Consider a process $X_t$, given by $X_0 = 1$ and $X_t = X_{t-1} + B_t$ where
\begin{align} B_t = \left\{ \begin{array}{lr} 1, \ \ \text{with probability } \frac{p}{2} \\ 0, \ \ \text{with probability } \frac{1}{2}\\ -1, \ \ \text{with probability } \frac{q}{2} \end{array} \right\} \end{align}
and $p+q=1$
Consider the event $E_k = \{X_s = 0 \text{ for some } s>0, X_0 = k\}$. Explain why $\mathbb{P}(E_2) = \mathbb{P}(E_1)^2$.
So, I think this is a random walk, but it's not a simple random walk as $B_t$ can take 3 values (correct me if I'm wrong!).
A hint I have been given for this question is to use the same concept that is used to show this in a simple random walk, but this requires the assumption that given the current state $X_s$, the next state $X_{s+1}$ is independent from the history of the random walk. But, in my course we haven't seen this result for anything but a simple random walk and we have only seen simple random walks so I'm a bit stumped with this...

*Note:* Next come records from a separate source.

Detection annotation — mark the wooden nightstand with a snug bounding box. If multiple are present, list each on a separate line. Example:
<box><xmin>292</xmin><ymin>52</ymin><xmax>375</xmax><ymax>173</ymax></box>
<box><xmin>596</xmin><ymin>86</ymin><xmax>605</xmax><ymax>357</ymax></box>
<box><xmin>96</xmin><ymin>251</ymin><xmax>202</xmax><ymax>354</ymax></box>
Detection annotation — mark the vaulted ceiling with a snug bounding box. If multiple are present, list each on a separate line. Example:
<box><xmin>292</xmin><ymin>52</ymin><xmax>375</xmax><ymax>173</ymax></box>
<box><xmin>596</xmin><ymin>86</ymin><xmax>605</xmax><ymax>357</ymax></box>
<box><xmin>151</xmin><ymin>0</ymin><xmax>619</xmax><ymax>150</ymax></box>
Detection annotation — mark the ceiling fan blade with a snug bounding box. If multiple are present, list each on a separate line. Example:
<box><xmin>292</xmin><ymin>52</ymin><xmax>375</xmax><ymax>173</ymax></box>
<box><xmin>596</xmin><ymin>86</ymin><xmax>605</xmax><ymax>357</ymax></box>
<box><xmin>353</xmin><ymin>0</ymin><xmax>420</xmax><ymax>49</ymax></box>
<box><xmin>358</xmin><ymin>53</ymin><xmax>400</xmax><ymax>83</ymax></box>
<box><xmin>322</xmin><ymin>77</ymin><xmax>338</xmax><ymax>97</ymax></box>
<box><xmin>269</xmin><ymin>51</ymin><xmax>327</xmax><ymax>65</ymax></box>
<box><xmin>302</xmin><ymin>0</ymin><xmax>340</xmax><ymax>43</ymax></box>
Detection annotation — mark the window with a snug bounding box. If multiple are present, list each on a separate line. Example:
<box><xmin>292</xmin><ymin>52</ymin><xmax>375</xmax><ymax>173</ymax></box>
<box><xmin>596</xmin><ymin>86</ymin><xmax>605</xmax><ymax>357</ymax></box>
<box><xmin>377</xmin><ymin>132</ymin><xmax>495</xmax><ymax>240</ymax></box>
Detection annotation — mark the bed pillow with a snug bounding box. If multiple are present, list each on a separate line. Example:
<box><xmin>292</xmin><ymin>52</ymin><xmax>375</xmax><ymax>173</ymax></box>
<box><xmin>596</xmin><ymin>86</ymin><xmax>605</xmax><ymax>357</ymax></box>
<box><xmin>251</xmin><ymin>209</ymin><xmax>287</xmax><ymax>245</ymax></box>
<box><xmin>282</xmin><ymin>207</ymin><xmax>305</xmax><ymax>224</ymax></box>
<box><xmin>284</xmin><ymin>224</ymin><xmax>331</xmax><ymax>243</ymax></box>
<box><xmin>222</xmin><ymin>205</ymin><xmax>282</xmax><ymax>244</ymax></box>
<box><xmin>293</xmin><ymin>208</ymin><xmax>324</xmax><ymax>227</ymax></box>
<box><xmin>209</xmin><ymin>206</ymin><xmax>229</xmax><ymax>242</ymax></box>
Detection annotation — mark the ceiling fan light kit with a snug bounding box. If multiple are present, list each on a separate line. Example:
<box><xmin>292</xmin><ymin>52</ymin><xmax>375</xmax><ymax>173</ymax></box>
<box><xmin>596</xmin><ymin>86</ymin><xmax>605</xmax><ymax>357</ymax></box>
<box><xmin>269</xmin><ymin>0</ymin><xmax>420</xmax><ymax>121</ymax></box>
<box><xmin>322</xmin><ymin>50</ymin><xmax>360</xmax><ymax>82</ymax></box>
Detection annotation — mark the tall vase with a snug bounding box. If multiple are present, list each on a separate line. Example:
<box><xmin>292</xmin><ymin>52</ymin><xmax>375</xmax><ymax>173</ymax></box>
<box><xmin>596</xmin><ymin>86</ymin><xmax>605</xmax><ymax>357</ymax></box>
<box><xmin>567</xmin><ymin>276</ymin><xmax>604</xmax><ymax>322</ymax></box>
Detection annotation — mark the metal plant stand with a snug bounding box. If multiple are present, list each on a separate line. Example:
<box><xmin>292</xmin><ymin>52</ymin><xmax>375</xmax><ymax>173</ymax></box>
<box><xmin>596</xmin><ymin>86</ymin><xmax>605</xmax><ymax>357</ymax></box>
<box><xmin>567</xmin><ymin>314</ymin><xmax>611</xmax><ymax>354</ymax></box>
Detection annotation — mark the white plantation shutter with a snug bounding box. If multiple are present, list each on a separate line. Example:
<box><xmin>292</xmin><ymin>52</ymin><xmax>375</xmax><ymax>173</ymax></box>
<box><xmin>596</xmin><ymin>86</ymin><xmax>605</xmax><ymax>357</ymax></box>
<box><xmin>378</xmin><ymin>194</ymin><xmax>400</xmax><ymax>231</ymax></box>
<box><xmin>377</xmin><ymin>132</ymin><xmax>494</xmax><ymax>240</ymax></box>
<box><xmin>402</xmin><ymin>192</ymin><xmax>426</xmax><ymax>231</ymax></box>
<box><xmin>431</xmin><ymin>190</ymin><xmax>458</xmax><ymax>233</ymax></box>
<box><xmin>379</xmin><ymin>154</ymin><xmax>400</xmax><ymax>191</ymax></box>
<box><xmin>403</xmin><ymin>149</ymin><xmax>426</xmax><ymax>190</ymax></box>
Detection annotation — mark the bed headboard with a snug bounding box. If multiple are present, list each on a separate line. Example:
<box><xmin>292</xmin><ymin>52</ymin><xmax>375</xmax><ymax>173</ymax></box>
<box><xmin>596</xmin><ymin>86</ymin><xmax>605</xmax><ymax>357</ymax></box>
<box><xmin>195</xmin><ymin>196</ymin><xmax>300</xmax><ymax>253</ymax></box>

If I were to assume this could I write
$$ \begin{align} \mathbb{P}(E_2) &= \mathbb{P}(\exists 0 < s_1 < s_2 \text{ s.th } X_{s_1} = 1 | X_0 = 2) \\ &= \mathbb{P}(X_{s_2} = 0 | X_{s_1} = 1) \mathbb{P}(X_{s_1} = 1 | X_0 = 2) \\ &= \mathbb{P}(E_1)^2 \end{align} $$
Where the last equality is because $$ \begin{align} \mathbb{P}(E_1) = \mathbb{P}(X_{s_i} = k-i | X_{s_{i-1}} = k - i + 1) \end{align} $$
Is this correct? And, if so why? If anyone could point me to a good resource on this, introductory stochastic processes I would really appreciate it. I'm struggling to find anything that isn't too advanced for me and I really want to get my head around these basics before moving on to Markov Chains.